Some of us look nervous!

We climb aboard the boat and head for the next bay. We quickly disembark and then walk pretty swiftly behind Mwiga. This is much easier than yesterday The terrain is fairly flat and we are on a broad track. We still need to watch out for ants and holes dug by bush pigs but otherwise the going is easy. Then after seemingly no time at all, Mwiga says “Look ahead. They they are.” We catch our first glimpse of the chimpanzees sitting ahead of us on the path.

To prevent us transmitting any diseases to the chimpanzees we are required to wear surgical masks when we get close. We also must keep a 10 meter distance from them. In practice this does not work as the chimps know nothing of this rule and very frequently approach us. We put on our masks and I pull my camera out of my rucksack.



I start trying to take photographs but immediately have a great deal of trouble. Everything is out of focus.
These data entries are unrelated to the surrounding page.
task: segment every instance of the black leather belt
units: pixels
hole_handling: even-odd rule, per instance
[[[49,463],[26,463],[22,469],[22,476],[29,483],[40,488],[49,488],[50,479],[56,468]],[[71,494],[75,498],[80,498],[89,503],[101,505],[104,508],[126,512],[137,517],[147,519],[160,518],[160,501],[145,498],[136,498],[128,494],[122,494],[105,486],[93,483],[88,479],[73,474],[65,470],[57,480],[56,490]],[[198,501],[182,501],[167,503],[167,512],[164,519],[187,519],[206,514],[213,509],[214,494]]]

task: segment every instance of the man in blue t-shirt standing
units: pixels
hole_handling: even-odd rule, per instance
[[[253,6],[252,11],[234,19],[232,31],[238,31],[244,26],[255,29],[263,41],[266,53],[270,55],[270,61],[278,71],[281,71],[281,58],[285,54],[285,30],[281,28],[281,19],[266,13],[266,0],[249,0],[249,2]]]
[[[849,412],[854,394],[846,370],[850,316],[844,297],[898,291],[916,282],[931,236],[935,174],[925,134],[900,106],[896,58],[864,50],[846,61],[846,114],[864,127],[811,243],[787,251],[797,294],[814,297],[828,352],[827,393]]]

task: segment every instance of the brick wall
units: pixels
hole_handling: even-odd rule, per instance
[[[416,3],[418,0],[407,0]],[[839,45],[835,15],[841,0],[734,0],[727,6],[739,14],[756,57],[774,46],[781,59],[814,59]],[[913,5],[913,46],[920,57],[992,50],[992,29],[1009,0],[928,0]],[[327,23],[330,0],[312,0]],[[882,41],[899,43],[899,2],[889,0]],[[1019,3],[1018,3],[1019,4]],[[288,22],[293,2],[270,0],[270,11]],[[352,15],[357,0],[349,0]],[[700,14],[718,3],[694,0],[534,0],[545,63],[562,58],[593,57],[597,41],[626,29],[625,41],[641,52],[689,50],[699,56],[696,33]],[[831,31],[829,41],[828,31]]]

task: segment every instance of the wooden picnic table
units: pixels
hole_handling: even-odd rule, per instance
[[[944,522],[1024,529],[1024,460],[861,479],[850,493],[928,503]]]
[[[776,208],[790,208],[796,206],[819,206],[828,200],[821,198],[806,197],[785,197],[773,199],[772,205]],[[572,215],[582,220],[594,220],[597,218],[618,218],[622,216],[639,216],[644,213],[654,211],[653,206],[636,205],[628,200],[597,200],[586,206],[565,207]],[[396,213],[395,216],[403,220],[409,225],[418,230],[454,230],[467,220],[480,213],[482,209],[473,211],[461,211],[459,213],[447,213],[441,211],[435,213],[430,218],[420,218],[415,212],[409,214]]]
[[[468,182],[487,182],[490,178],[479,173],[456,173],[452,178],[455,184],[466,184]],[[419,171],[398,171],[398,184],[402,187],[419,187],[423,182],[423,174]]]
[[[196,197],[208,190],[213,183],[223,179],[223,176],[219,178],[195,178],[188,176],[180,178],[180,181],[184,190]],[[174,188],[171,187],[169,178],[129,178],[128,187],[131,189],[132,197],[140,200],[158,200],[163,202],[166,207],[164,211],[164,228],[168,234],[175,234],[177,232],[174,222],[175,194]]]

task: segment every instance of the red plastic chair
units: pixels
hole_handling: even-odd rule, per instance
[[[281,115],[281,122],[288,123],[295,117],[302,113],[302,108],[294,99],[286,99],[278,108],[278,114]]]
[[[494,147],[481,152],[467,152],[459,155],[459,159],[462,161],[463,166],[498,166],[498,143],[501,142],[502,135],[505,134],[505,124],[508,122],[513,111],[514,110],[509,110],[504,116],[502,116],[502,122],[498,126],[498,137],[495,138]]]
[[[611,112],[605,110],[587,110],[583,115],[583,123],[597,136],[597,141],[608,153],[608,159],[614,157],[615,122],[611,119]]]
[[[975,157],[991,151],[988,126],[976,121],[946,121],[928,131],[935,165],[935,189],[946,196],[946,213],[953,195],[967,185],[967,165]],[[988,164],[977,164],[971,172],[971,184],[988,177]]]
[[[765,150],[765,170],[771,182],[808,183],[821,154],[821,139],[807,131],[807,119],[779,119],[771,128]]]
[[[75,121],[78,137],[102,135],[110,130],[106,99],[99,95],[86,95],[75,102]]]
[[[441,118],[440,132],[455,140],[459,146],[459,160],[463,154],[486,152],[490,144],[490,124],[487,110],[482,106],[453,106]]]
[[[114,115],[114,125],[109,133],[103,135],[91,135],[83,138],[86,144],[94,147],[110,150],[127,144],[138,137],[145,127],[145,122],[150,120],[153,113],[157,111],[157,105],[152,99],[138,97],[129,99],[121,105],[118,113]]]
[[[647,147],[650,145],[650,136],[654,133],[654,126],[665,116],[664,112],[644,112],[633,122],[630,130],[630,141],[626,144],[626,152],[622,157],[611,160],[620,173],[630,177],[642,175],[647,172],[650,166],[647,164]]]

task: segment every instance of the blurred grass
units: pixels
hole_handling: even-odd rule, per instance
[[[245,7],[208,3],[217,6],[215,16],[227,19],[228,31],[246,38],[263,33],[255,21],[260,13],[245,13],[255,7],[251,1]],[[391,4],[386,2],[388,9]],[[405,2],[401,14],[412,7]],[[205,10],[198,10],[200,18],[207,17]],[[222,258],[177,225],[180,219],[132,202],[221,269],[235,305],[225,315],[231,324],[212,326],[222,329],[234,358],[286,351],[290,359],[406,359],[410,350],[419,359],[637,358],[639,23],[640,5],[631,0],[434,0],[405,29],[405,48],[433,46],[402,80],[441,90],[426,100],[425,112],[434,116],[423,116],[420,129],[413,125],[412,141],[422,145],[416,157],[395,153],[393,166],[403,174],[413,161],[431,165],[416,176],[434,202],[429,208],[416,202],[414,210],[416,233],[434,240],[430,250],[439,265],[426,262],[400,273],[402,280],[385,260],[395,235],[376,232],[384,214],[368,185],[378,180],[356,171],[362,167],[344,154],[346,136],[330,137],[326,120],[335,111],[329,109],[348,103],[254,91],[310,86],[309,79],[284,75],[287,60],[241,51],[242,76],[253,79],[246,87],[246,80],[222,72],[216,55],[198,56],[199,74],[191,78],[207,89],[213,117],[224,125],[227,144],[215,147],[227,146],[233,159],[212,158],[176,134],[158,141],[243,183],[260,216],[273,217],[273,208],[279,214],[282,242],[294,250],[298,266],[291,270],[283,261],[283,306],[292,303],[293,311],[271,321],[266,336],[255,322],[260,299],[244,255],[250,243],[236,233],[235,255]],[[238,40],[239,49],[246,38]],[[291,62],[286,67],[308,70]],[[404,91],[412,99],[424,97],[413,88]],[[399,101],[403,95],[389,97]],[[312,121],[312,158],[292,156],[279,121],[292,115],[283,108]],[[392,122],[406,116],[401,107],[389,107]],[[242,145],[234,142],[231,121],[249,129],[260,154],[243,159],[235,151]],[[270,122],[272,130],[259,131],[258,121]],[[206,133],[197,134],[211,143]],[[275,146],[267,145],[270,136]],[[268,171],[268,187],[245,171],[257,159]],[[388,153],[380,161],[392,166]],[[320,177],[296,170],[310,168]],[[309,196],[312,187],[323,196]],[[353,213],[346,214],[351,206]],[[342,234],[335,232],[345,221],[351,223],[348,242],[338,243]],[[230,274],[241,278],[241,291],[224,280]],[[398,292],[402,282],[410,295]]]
The light is poor and the shutter speed is slow. This is hopeless. I switch my camera to video mode as that is always reliable in low light. Unfortunately, that is just recording blackness too. What the heck is wrong? I look at my camera lens. It is covered in condensation as humidity must be close on to 100%.

Could have been a good shot if the lens was not misted up!

I grab a clean tissue and clean the lens. That seems better but I am still taking blurred shots. I pull out my little Olympus Tough and try using that. It’s OK but not a good enough zoom. In the meantime Mwiga has taken my camera to see if he has more success. He does not but as he hands it back to me I notice that the ND filter is on. I was using this to capture blurred rain shots yesterday and have not turned it off. That is probably the issue and it proves to be the case. However, these are incredibly challenging conditions and taking any quality shots is nigh on impossible but we all persevere. At the moment it looks like people are having more success with their iPhones. Shame I left mine in my room!

In our first encounter we meet Primus the alpha male. He makes his presence known to us by showing off. This includes screaming incredibly loudly and grabbing vines and shaking them violently.

Primus – The Alpha Male

He then sits on the path and is joined by two other chimps and they groom each other. Orion the No.2 is also here. Orion is not popular as he is selfish and is pushy with the females.He briefly sits with the group and then moves to the side of the track and sits on his own. Everyone ignores him and he is unlikely to ever become the alpha male as he lacks support from the other chimps. We end up watching a morning grooming session and then Nkombo (female) wants to play. Primus is not interested and she uses her best ploys to entice him. This includes playing with Primus’ tackle but he is not in the least interested. Very amusing to watch though!

Nkombo
Nkombo & Primus

Just as I am getting into the swing of taking photos on slow shutter speed the chimps decide to move from the path into the forest where it is much darker. They move slowly so we are able to follow them. More chimpanzees appear. Each chimpanzee has his own personality and we see a range of different behaviour.There is a combination of calm sitting, posing, and submissive screaming from a female carrying a baby. She rushes past us and disappears into the undergrowth to gain safety from we humans.

Calm grooming
Taking it easy

We follow the chimps deeper into the forest.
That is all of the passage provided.